Проректор тяжело взглянул на Остапа.
– Мне кислой воды и здесь хватает. Хоть утопись, – сказал он и вышел.
Можно вызывать заведующих к себе человек по пять. Сгруппировать по степени лояльности. На Водовзводнова в институте многие точат зуб. Пульс в голове продолжал молотить – несуетно, больно, с оттягом. Петр Александрович заметил, что одна из ламп в коридоре мигает в такт этим ударам. Нет, сегодня он никого вызывать не станет: не тот момент, не то состояние. Уедет Игорь в какую-нибудь командировку, вот тогда…

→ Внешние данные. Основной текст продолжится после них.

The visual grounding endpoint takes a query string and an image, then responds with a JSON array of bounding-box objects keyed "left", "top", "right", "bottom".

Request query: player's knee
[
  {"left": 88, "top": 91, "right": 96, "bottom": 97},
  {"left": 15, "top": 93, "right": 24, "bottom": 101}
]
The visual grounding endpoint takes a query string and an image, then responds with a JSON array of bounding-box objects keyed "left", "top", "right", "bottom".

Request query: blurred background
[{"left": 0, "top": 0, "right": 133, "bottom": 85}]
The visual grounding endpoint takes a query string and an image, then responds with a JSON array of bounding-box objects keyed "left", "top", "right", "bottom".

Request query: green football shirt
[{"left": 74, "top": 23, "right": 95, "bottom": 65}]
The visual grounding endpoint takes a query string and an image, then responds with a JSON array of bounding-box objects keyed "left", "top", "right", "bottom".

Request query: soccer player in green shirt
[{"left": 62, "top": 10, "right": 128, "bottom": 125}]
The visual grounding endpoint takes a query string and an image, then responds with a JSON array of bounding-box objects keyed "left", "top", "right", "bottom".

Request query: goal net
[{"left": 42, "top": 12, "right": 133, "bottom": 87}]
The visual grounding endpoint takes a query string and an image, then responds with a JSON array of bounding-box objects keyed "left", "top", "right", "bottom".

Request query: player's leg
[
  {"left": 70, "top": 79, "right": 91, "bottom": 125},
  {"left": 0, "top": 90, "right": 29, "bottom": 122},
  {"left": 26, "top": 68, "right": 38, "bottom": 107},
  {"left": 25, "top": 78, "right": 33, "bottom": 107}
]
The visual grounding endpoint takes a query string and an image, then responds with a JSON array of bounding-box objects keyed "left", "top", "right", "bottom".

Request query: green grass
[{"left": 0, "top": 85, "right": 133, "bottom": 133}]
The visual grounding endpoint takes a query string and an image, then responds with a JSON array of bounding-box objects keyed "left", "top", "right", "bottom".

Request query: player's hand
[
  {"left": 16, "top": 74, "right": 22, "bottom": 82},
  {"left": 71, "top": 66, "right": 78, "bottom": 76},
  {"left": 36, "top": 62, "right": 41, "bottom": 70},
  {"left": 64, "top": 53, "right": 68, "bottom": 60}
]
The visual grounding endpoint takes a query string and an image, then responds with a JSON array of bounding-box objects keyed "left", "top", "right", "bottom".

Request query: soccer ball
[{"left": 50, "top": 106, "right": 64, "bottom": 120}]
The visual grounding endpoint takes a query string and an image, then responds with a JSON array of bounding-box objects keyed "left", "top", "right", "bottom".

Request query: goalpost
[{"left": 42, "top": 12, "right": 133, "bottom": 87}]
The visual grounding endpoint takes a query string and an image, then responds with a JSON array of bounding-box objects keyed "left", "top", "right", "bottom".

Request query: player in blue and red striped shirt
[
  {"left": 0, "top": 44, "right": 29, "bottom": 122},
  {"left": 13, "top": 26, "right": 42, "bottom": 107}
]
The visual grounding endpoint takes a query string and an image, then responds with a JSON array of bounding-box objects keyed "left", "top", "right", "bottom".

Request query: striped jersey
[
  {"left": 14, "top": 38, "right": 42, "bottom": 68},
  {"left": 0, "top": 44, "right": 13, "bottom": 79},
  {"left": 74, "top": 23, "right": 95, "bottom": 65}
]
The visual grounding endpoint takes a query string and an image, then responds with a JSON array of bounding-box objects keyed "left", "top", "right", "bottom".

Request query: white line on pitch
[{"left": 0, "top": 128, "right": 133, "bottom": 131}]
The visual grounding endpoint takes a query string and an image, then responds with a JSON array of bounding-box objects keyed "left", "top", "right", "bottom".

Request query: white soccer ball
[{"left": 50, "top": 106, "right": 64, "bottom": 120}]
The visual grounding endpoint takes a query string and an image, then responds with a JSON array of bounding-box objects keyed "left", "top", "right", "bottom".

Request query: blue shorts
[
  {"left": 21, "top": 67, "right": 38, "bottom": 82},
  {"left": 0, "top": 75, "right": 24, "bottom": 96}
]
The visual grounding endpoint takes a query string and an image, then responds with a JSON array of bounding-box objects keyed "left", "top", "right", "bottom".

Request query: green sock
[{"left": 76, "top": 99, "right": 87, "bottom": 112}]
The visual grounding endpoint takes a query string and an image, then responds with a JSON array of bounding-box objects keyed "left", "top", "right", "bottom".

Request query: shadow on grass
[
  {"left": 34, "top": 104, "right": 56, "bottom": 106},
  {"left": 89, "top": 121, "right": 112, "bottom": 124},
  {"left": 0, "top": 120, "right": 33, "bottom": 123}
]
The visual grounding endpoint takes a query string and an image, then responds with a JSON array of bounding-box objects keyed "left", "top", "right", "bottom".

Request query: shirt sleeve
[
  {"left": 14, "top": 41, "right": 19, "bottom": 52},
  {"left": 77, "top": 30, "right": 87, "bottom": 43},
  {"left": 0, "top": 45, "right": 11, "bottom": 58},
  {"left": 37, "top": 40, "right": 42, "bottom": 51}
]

В кабинете было темно. Петр Александрович зажег верхний свет, и все же ощущение давящего сумрака не проходило. «А ведь знал же, что так будет?» – прорвалась наконец мысль, прежде гонимая, неслышимая. Знал, что Водовзводнов примет попытку самочинно записаться в преемники как предательство и объявление войны? Знал. Почему же не замечал этого знания? Потому что не должен мужик с ложечки есть, что поднесут. Иногда самому надо взять кусок со стола, своей рукой. Столько лет быть на вторых ролях, столько раз украдкой, как вор, отщипывать крохи, которыми хороший друг сам поделился бы. Обратного пути нет. Сказал «а», скажи и «б». Петр Александрович покачал болящей головой и произнес: «Б…»
Хуже всего то, что он не вполне может оценить потенциал противника. Какие силы, какие механизмы тот может привести в действие? Игорь, конечно, артист, балагур, душа общества, но это снаружи, для дела. Под этим – тройное, десятерное дно: разведчик, а не профессор. Сколько там невысвеченных связей, сколько козырей в рукаве и каких козырей? Да, знаком с президентом. Но это не значит «вхож». Да и не станет Ельцин решать вопрос, кому быть в ректорах какого-то института. В комитете все за Матросова. Но это – смотря в каком.
Петр Александрович почувствовал, что пульс вот-вот проломит череп. В глазах потемнело. Матросов понял, что, если не лечь, не вызвать врача, не спрятаться хотя бы до завтра от все прибывающих испытаний, можно проиграть все. Стараясь говорить спокойно, он велел секретарю Саше отменить на ближайшие два дня все встречи и подавать машину. Перед глазами кишели огненные черви, юлили синие тени, но Петр Александрович сумел дойти до лифта, нажать нужную кнопку, из последних сил продеть тело в дверцу тесной черной «Волги».
– На рейхстаг, – сказал Петр Александрович; водитель недоуменно обернулся. – Шучу. Домой.
Едва машина тронулась, начался дождь, за полминуты превративший в ливень. Ливень забарабанил по темени «Волги», переодевая город в доспехи черненого серебра.
С этого дня все переменилось. В тайных войнах главное не то, что ты знаешь врага в лицо, и даже не то, что тебе известны его планы. Главное – понимать, осведомлен ли враг о твоем знании. Врага лишает покоя именно обнаружение его вражды. Дальше начинается битва самообладаний, которая тем опаснее, что с каждым днем в нее замешивается все больше народу, и про каждого нового участника нужно узнать, на чьей он стороне и на что готов в грядущих сражениях.